Food In Canada

Unifor calls for fair pay forever for grocery workers

By Food in Canada   

Food In Canada Business Operations Unifor

June 22, 2020, Toronto, Ont. – Unifor members from across Canada came together for a virtual rally recently in support of grocery workers who have seen their pandemic pay cut.

“It has become clear, based on governments, based on the employers, that the respect that our members are shown by consumers is certainly not shown by the corporations,” Unifor national president Jerry Dias said in the rally, streamed live on Facebook from four different cities. “We are fighting to make sure the pandemic pay stays.”

News of the pay cuts was quickly followed by word that the Ontario government was considering taking away all but three statutory holidays for retail workers, leaving only Christmas, Good Friday and Canada Day. The proposal was quickly dropped in the face of negative reaction from the public on social media.

“Think about who we are talking about,” said Unifor Ontario director Naureen Rizvi. “It’s your neighbours who often work there, your friends, children of those you know, these are who we are talking about today. Those workers got up each and every day, they came into work, despite the fear and despite the risk of contracting COVID-19, to keep our food supply system moving.”


Loblaw was the first to announce it would end the $2 premium paid to workers in its grocery stores, and was soon followed by other major retailers, including Metro and Sobeys.

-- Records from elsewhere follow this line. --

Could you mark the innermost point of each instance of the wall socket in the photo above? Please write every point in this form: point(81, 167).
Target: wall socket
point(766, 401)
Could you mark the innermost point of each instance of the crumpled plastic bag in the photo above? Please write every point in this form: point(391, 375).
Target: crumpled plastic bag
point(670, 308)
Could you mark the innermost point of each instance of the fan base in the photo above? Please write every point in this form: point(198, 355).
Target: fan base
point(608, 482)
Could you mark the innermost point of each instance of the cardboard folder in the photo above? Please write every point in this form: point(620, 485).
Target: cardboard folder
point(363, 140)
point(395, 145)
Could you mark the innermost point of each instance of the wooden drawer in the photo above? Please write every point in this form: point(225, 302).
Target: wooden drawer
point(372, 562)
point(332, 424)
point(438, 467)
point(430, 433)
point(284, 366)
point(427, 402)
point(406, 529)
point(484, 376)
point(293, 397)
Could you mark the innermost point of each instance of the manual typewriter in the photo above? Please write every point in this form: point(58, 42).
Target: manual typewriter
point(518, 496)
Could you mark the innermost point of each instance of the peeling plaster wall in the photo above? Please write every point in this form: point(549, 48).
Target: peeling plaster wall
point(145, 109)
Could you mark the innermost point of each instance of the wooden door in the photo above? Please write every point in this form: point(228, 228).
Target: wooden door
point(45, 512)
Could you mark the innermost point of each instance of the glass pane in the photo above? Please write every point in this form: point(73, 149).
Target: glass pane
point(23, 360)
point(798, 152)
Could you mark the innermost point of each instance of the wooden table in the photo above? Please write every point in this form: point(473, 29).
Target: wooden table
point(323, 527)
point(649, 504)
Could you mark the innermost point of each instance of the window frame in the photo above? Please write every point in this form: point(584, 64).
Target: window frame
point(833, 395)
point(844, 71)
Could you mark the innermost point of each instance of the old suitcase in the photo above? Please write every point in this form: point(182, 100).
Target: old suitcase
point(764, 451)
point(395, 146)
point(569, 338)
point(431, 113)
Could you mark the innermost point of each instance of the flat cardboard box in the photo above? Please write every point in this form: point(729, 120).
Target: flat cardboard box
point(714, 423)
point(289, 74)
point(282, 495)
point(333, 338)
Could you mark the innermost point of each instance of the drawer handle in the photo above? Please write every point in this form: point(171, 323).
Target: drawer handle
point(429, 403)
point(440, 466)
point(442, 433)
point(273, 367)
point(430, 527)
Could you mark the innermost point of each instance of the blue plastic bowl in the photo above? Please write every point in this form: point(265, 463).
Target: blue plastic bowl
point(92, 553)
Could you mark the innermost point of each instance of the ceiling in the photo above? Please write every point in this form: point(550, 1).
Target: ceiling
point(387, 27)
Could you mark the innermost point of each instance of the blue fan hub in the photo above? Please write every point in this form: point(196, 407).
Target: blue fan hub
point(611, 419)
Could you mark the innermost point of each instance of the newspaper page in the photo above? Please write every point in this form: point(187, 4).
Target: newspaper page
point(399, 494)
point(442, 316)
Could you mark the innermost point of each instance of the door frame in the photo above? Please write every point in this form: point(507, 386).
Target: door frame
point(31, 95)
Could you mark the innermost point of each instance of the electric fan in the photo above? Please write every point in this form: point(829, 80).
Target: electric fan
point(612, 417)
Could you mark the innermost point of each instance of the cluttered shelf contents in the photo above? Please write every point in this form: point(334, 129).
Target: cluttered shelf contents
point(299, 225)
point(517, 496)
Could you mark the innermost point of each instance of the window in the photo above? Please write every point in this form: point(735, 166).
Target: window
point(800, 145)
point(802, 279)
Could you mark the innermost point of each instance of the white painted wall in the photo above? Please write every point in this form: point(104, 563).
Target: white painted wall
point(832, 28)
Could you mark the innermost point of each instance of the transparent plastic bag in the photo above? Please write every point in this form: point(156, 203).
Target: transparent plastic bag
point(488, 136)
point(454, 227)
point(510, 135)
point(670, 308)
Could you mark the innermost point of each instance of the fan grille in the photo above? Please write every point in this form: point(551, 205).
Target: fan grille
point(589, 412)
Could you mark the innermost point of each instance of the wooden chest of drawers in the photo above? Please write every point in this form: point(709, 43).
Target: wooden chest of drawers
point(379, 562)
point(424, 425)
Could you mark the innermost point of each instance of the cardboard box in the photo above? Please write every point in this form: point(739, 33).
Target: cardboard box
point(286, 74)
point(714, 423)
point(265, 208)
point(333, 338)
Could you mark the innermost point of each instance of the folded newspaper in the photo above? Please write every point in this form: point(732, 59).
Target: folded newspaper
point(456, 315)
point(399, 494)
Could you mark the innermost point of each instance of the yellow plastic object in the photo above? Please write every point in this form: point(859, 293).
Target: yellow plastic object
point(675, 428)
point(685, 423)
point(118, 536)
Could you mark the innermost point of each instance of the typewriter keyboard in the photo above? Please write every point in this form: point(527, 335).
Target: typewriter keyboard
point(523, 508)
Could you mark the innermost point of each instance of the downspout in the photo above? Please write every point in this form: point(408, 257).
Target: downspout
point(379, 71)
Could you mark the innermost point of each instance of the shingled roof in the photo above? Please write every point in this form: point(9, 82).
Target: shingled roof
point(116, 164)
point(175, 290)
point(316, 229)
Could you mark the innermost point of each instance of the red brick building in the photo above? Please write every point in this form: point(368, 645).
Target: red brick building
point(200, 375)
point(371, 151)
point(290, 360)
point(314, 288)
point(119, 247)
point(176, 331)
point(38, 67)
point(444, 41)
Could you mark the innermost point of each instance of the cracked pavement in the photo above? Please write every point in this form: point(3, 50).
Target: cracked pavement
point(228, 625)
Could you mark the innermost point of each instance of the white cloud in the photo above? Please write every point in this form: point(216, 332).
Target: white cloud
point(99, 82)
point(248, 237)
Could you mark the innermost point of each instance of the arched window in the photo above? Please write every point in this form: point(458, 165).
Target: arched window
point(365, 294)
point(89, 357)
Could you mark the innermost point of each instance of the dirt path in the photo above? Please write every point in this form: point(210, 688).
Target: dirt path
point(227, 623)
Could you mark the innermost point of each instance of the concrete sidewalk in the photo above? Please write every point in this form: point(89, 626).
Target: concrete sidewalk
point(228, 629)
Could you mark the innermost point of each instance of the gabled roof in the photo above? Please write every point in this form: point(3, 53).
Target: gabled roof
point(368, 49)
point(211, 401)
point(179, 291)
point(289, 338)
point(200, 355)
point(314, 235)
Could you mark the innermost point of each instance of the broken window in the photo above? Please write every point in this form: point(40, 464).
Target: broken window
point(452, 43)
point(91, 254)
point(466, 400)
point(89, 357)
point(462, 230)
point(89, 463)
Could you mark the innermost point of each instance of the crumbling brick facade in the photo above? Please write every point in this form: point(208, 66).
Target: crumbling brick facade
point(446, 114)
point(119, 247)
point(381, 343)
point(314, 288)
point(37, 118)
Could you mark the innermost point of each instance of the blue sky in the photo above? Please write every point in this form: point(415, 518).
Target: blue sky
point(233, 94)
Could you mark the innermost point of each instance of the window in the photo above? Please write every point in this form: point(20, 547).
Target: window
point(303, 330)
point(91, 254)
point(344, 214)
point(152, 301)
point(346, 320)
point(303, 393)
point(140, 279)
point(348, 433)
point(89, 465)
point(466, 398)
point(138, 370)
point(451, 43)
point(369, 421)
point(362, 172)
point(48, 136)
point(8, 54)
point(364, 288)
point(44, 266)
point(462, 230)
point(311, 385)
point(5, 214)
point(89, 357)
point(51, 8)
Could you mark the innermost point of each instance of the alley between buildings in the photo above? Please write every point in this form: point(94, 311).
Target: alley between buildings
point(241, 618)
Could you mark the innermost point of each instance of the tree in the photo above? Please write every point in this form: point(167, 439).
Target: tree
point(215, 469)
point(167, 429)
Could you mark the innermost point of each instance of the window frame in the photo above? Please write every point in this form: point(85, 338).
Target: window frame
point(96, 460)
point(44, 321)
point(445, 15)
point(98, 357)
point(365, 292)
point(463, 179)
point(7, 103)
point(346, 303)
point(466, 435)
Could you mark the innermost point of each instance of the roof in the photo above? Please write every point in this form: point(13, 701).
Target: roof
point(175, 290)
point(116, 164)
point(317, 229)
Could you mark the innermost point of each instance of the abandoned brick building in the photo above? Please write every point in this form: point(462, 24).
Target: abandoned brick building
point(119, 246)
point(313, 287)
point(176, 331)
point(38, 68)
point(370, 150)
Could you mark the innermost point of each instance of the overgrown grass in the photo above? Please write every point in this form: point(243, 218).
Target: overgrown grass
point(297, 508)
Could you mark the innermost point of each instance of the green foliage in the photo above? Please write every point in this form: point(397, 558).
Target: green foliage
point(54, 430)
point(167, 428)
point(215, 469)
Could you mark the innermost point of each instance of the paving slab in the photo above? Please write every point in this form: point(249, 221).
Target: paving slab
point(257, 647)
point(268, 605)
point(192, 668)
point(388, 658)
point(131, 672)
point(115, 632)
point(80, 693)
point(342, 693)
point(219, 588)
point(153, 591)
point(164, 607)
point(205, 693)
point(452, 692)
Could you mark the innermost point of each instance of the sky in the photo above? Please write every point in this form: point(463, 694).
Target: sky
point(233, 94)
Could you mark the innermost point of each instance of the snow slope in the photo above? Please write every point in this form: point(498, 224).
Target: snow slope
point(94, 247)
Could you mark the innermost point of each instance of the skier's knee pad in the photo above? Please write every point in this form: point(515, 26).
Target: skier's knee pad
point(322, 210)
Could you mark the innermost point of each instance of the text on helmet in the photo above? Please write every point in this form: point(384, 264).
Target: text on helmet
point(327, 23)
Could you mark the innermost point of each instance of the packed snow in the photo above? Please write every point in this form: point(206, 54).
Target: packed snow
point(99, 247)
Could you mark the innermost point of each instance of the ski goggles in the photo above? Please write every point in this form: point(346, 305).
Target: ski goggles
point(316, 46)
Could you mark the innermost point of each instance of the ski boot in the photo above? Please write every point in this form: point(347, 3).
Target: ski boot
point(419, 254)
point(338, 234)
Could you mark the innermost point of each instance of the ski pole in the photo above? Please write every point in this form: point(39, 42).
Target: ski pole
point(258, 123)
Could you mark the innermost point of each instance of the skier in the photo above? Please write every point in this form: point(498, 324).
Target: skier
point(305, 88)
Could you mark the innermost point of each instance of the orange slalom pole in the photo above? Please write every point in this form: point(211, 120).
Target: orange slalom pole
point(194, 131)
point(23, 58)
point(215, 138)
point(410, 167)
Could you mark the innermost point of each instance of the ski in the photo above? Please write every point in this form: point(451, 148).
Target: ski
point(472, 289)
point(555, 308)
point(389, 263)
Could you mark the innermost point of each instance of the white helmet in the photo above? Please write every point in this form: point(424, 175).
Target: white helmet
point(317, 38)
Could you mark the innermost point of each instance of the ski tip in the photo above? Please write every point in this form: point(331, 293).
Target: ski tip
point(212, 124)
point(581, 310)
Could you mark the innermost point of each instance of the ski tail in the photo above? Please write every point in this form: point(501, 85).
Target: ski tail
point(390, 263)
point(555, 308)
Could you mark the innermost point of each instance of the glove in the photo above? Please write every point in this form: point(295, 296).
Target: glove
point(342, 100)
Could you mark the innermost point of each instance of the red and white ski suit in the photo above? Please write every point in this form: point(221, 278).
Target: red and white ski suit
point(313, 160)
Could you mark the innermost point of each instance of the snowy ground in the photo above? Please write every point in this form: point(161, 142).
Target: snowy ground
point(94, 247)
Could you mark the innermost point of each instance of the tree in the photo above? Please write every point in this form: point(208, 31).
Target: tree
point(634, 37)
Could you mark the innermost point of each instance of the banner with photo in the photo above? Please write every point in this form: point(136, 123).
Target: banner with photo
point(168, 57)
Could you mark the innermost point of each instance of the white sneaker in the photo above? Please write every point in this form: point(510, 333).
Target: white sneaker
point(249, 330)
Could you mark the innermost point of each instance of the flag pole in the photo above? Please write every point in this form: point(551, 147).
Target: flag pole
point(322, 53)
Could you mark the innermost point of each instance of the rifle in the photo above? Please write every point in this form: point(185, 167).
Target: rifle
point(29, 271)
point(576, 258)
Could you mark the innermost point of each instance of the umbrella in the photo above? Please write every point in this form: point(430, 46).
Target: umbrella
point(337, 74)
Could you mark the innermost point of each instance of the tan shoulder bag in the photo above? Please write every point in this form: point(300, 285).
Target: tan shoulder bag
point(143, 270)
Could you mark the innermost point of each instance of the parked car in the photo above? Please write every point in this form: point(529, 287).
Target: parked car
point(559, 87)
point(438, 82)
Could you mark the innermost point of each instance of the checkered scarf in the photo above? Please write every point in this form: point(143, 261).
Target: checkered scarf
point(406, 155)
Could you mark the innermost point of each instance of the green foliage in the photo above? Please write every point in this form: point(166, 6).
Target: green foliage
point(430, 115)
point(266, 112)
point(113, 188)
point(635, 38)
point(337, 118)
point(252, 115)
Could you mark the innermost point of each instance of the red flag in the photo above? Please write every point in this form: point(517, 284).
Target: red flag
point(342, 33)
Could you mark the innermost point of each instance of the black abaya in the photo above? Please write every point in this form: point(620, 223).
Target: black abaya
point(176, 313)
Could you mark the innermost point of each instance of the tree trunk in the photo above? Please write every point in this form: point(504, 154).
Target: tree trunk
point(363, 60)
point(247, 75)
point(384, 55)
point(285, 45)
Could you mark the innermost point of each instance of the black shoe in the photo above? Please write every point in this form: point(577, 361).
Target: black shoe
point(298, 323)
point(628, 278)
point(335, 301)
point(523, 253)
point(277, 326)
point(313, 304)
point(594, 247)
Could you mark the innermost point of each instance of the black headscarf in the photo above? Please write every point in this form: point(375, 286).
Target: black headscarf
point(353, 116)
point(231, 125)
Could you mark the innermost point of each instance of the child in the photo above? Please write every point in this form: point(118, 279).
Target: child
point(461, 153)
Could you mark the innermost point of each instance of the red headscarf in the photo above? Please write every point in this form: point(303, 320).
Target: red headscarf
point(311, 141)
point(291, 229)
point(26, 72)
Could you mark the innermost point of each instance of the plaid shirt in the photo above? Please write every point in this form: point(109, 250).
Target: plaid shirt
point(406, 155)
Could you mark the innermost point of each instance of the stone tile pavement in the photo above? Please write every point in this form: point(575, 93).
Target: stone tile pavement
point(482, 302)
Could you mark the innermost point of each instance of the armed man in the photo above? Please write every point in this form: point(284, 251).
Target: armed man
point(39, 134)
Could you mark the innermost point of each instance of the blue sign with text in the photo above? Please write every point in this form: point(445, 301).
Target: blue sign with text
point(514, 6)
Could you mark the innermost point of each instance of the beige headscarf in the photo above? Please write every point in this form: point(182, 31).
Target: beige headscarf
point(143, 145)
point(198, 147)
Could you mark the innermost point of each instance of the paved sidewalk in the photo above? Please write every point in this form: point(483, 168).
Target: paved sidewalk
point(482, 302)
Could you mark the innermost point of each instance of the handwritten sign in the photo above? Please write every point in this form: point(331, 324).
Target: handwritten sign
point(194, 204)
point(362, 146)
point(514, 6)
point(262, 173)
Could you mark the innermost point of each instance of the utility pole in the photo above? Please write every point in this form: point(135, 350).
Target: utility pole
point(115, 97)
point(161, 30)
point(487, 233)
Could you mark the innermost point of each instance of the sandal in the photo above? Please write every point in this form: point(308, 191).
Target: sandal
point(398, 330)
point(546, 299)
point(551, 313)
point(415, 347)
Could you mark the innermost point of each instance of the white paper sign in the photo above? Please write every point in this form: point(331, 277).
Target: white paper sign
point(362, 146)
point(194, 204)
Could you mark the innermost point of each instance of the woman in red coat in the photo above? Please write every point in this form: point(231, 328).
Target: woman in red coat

“These are workers just doing their jobs, doing their duty,” said Unifor Atlantic regional director Linda MacNeil. “They remind us what it is to be selfless. And to act for the greater good.”

“The fact is, we always work hard. Harder and harder every year, to keep this company profitable. Yet our wages barely move. Our benefits hardly improve. Our jobs grow more precarious,” said Carolyn Wrice, Unifor Local 597 president in  Newfoundland.”

Unifor is Canada’s largest union in the private sector, representing 315,000 workers in every major area of the economy, including 20,000 in the retail and wholesale sector.